Function binius_core::protocols::msetcheck::prove

source · 
pub fn prove<'a, U, F, FW>(
    oracles: &mut MultilinearOracleSet<F>,
    witness_index: MultilinearExtensionIndex<'a, U, FW>,
    msetcheck_claim: &MsetcheckClaim<F>,
    msetcheck_witness: MsetcheckWitness<'a, PackedType<U, FW>>,
    gamma: F,
    alpha: Option<F>
) -> Result<MsetcheckProveOutput<'a, U, F, FW>, Error>
where
    U: UnderlierType + PackScalar<FW>,
    F: TowerField + From<FW>,
    FW: TowerField + From<F>,
    PackedType<U, FW>: PackedFieldIndexable,
Expand description

Prove a multiset check instance reduction.

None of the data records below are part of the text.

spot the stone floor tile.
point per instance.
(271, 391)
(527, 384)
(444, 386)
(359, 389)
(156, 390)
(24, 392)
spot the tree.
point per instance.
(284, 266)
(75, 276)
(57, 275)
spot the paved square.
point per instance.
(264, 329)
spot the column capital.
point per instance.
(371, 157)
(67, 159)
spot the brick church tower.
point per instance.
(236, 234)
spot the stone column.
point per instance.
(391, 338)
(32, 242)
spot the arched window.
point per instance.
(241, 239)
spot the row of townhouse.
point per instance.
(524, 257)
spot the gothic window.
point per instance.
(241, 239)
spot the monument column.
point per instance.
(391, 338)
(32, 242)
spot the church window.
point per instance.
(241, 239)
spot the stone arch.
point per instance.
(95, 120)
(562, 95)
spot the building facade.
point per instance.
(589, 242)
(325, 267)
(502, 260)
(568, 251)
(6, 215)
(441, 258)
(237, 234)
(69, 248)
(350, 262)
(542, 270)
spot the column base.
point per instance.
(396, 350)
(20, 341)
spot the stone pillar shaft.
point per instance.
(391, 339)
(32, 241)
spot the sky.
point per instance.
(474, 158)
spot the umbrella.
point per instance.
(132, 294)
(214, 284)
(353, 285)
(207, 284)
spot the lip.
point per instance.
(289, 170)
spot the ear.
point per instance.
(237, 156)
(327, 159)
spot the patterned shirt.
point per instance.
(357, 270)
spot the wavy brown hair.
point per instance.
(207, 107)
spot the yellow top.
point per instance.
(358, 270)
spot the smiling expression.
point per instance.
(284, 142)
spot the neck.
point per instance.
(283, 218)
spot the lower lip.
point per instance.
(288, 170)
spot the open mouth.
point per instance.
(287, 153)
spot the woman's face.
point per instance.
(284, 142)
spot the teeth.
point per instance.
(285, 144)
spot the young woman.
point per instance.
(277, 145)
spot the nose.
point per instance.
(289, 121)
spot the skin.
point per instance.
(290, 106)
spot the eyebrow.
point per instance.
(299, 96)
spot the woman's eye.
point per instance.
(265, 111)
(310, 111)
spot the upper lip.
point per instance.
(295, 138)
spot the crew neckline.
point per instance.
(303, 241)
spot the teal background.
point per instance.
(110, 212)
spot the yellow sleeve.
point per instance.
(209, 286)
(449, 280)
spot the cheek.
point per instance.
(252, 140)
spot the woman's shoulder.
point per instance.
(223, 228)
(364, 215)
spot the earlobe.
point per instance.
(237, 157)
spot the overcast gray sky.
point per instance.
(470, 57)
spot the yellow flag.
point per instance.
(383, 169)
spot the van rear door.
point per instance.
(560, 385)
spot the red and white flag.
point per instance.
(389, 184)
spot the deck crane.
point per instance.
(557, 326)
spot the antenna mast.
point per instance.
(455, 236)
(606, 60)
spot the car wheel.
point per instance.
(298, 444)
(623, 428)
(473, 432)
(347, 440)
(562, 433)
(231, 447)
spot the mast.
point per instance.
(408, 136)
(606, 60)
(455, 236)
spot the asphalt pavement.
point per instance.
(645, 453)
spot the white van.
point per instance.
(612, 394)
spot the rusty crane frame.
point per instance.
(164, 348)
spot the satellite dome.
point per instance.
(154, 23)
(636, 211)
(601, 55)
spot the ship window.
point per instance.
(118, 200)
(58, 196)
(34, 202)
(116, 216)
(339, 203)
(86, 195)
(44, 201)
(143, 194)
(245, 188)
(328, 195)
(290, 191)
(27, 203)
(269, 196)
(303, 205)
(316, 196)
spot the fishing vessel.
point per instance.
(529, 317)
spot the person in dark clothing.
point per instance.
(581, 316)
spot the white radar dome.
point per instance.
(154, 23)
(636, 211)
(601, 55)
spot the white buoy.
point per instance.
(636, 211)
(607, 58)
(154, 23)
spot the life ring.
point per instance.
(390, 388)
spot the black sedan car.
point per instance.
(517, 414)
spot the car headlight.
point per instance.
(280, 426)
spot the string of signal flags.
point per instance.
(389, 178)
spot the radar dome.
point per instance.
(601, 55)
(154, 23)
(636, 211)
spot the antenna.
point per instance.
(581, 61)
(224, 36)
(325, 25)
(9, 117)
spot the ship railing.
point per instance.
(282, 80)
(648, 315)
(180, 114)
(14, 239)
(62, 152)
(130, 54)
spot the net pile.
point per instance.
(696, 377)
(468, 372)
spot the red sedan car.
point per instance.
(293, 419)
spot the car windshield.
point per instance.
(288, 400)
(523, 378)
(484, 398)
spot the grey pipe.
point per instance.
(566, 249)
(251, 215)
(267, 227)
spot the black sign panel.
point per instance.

Given two $n$-arity tuples $(T_1, \ldots, T_n)$ and $(U_1, \ldots, U_n)$ of $\nu$-variate multilins, each representing an $n$-dimensional relation of cardinality $2^{\nu}$ (when treated as a multiset), this protocol reduces multiset equality predicate to a grand product check of the two polynomials of the form:

  1. $T’(x) = \gamma + T_1(x) + \alpha * T_2(x) + \ldots + \alpha^{n-1} * T_n(x)$
  2. $U’(x) = \gamma + U_1(x) + \alpha * U_2(x) + \ldots + \alpha^{n-1} * U_n(x)$

where $\gamma$ and $\alpha$ are some large field challenges sampled via Fiat-Shamir (alpha is non-None if $n \ge 2$).